📄 grammar5.txt
字号:
state: 738
3 RR caused by function-like cast vs identifier declaration ambiguity
state: 739
3 RR caused by destructor declaration vs destructor call
state: 740
3 RR caused by parened initializer vs prototype/typename
state: 758
5 SR caused by redundant parened TYPEDEFname redeclaration vs old style cast
states: 395, 621, 1038, 1102, 1103
In each case the conflicts are resolved in favor of a declaration.
Note that this decision is made when the "declarator" *seems*
complete. Typically this takes place when a character (such as a ')',
',', or '=') that terminates a declarator or abstractor declarator is
seen. At such a point, an my LR(1) grammar makes the decision to
support a declaration/type-name assuming it is possible. (The added
complexity of the LALR-only conflicts discussed in the next section).
Note that this disambiguation (provided by my grammar) is *NOT* what
is suggested in the ARM. The ARM suggests what some folks have
referred to as "advanced parsing techniques" be used to disambiguate
based on first "pre-parsing" arbitrarily far ahead. This approach is
actually not "advanced parsing", rather it is a through back to the
days before parsing was understood, and exponential search algorithms
were proposed as "parsing techniques." Currently, cfront supports a
hacked partial look-ahead technique, that alternately "disambiguates"
hard examples and "core-dumps" for others. To date, I know of no
implementation that actually comes near matching the ARM's
specification, and I suspect that attempts to implement such
conformance will lead to many buggy compilers, that support varying
degrees of compliance with such ad-hoc requests for parsing. Only
time will tell whether the ANSI C++ committee will support this
unimplemented disambiguation technique. Most users of cfront *think*
that the ARM is implemented in cfront, and that cfront implements the
ARM. This area of ambiguity not only demonstrates cfront's lack of
compliance with the ARM, but also exemplifies some of the
unimplemented technology that is proposed in the ARM.
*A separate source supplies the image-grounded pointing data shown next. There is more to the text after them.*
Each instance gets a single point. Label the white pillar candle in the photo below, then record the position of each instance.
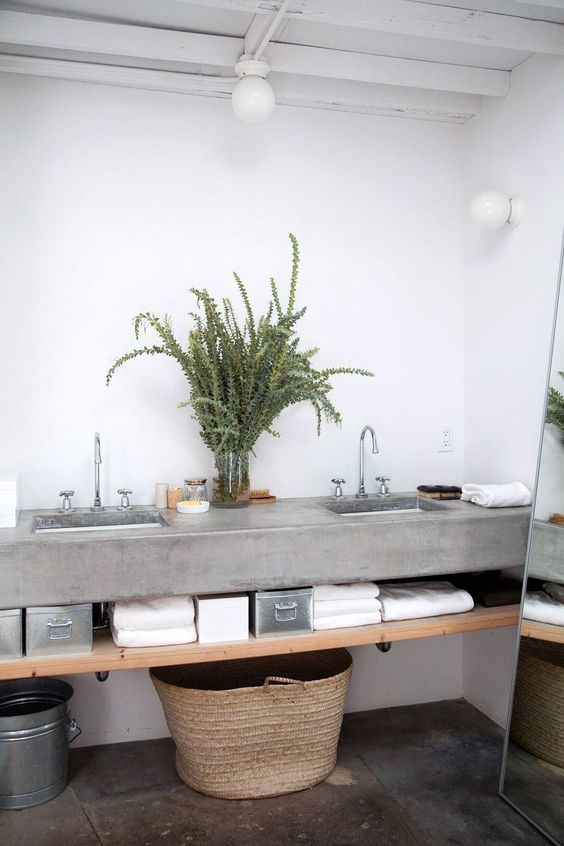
(161, 489)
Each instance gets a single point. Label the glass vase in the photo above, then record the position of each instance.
(231, 482)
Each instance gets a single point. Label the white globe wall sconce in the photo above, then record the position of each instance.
(494, 210)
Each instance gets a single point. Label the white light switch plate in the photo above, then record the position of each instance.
(446, 439)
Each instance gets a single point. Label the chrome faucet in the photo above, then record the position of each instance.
(361, 491)
(97, 461)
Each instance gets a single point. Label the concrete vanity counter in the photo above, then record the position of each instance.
(547, 552)
(295, 542)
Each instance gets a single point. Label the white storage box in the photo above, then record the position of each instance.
(222, 617)
(11, 633)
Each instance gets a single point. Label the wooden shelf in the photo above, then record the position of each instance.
(106, 656)
(542, 631)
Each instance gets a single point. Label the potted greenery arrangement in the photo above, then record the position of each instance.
(241, 377)
(555, 408)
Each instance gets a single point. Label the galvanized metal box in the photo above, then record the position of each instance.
(281, 612)
(11, 633)
(58, 629)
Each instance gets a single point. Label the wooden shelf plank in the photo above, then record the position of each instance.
(542, 631)
(106, 656)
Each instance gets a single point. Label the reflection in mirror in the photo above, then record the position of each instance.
(533, 777)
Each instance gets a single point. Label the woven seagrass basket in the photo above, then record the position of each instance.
(256, 727)
(537, 722)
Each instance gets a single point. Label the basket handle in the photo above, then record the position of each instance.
(280, 680)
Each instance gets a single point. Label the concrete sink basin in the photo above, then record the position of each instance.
(95, 521)
(377, 506)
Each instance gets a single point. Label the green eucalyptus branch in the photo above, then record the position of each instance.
(242, 376)
(555, 409)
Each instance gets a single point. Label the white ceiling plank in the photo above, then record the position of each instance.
(427, 20)
(27, 32)
(386, 70)
(254, 34)
(340, 95)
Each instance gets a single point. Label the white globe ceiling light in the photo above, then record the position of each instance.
(493, 209)
(253, 98)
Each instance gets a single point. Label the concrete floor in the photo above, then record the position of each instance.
(423, 774)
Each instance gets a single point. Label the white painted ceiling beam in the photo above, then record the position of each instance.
(426, 20)
(386, 70)
(27, 32)
(313, 92)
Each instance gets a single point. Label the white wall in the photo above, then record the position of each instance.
(516, 145)
(115, 201)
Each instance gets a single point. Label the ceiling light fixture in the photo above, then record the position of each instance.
(253, 98)
(493, 210)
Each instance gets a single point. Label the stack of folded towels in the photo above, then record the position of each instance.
(153, 622)
(344, 606)
(363, 604)
(497, 496)
(411, 600)
(546, 605)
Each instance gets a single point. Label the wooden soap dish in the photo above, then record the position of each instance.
(262, 496)
(557, 518)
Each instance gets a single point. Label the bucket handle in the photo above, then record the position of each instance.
(280, 680)
(73, 727)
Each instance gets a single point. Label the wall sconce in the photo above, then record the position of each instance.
(493, 210)
(253, 98)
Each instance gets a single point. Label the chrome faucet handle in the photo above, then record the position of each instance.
(124, 493)
(339, 487)
(66, 505)
(384, 489)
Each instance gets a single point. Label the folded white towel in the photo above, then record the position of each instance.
(497, 496)
(164, 613)
(154, 637)
(554, 590)
(357, 590)
(345, 621)
(410, 600)
(543, 608)
(334, 607)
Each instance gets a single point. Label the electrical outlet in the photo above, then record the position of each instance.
(446, 440)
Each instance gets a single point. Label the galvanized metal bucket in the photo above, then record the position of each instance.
(34, 741)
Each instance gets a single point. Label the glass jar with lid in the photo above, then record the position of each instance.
(195, 490)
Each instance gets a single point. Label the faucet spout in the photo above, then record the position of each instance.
(361, 489)
(97, 461)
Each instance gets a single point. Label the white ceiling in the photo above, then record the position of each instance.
(403, 57)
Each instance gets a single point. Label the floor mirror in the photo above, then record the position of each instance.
(533, 772)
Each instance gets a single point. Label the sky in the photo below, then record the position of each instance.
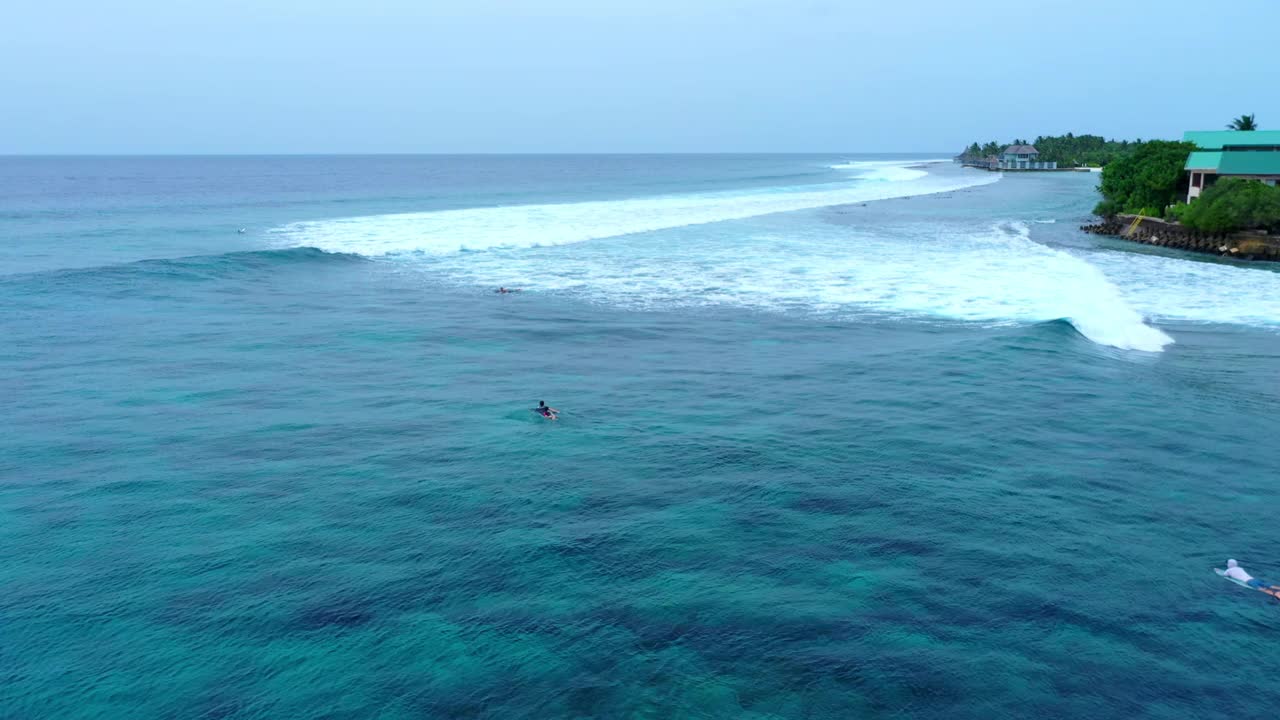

LALR-only CONFLICTS IN THE GRAMMAR
As can be seen in the analysis of the grammar in y.output, there are
some LALR-only conflict contexts in some of the reduce/reduce
conflicts. Since yacc disambiguates in favor of lower numbered rules
during R/R conflict, most of these LALR-only conflicts are
insignificant (see autodoc5.txt for discussion of this concept).
Specifically, when the left context *requires* unambiguously that that
a certain reduction take place, and the parser was going to do that
reduction anyway (by default), then the LALR-only problem is
insignificant. Based on the above reasoning, the LALR-only conflicts
in the following states are insignificant:
states: 738(mostly), 739, 740, 1105
The states where there are real LALR-only conflicts with significance
are:
state 738 on ',' and '='
state 758 on ',' and '='
The significant subsets of the unambiguous left context trees (copied
from the y.output file) are:
LALR-only conflict contexts leading to state 738 and lookahead symbol <','>
Possible reductions rules include (61,73)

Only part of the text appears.